PART III
4. CHAPTER IV.
(continued)
"Comparatively to what?"
"To the twelfth century, and those immediately preceding and
following it. We are told by historians that widespread famines
occurred in those days every two or three years, and such was the
condition of things that men actually had recourse to
cannibalism, in secret, of course. One of these cannibals, who
had reached a good age, declared of his own free will that during
the course of his long and miserable life he had personally
killed and eaten, in the most profound secrecy, sixty monks, not
to mention several children; the number of the latter he thought
was about six, an insignificant total when compared with the
enormous mass of ecclesiastics consumed by him. As to adults,
laymen that is to say, he had never touched them."
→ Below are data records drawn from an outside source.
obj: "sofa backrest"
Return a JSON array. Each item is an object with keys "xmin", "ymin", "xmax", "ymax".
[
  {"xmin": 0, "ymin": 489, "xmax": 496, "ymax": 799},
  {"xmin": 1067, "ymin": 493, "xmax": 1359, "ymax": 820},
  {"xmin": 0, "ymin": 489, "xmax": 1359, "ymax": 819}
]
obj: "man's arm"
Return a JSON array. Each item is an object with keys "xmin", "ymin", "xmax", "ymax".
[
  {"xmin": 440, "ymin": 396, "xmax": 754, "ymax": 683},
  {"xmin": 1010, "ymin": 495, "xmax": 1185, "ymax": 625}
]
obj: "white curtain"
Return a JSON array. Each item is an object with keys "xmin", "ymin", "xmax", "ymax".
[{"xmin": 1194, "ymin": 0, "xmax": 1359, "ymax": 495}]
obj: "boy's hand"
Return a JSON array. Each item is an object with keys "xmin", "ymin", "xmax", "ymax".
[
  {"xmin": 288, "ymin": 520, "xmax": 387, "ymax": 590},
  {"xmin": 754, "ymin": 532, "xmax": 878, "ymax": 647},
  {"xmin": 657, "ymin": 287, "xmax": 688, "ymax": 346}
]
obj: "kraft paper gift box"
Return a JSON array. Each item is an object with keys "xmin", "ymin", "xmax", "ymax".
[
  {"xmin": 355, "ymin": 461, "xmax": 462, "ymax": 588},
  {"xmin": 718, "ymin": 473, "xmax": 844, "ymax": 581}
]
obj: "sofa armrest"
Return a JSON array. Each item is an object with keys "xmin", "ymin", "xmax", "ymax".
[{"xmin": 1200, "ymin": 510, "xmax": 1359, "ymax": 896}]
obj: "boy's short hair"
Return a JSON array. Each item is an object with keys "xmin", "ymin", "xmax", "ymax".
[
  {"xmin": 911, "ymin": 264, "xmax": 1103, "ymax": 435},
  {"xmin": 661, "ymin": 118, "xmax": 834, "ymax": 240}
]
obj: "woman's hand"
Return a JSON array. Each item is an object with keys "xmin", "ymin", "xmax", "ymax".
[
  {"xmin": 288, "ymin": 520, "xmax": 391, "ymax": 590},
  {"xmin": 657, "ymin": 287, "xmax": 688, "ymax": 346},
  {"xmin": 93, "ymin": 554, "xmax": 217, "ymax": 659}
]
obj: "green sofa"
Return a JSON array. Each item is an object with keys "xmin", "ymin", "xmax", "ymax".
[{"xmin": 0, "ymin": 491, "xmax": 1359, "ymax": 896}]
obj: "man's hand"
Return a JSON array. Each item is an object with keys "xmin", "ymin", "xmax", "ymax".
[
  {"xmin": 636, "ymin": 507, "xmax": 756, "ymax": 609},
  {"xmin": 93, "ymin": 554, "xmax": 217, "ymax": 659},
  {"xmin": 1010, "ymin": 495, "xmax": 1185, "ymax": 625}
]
The president joined in the general outcry.
"That's impossible!" said he in an aggrieved tone. "I am often
discussing subjects of this nature with him, gentlemen, but for
the most part he talks nonsense enough to make one deaf: this
story has no pretence of being true."
"General, remember the siege of Kars! And you, gentlemen, I
assure you my anecdote is the naked truth. I may remark that
reality, although it is governed by invariable law, has at times
a resemblance to falsehood. In fact, the truer a thing is the
less true it sounds."
"But could anyone possibly eat sixty monks?" objected the
scoffing listeners.
"It is quite clear that he did not eat them all at once, but in a
space of fifteen or twenty years: from that point of view the
thing is comprehensible and natural..."
"Natural?"
"And natural," repeated Lebedeff with pedantic obstinacy.
"Besides, a Catholic monk is by nature excessively curious; it
would be quite easy therefore to entice him into a wood, or some
secret place, on false pretences, and there to deal with him as
said. But I do not dispute in the least that the number of
persons consumed appears to denote a spice of greediness."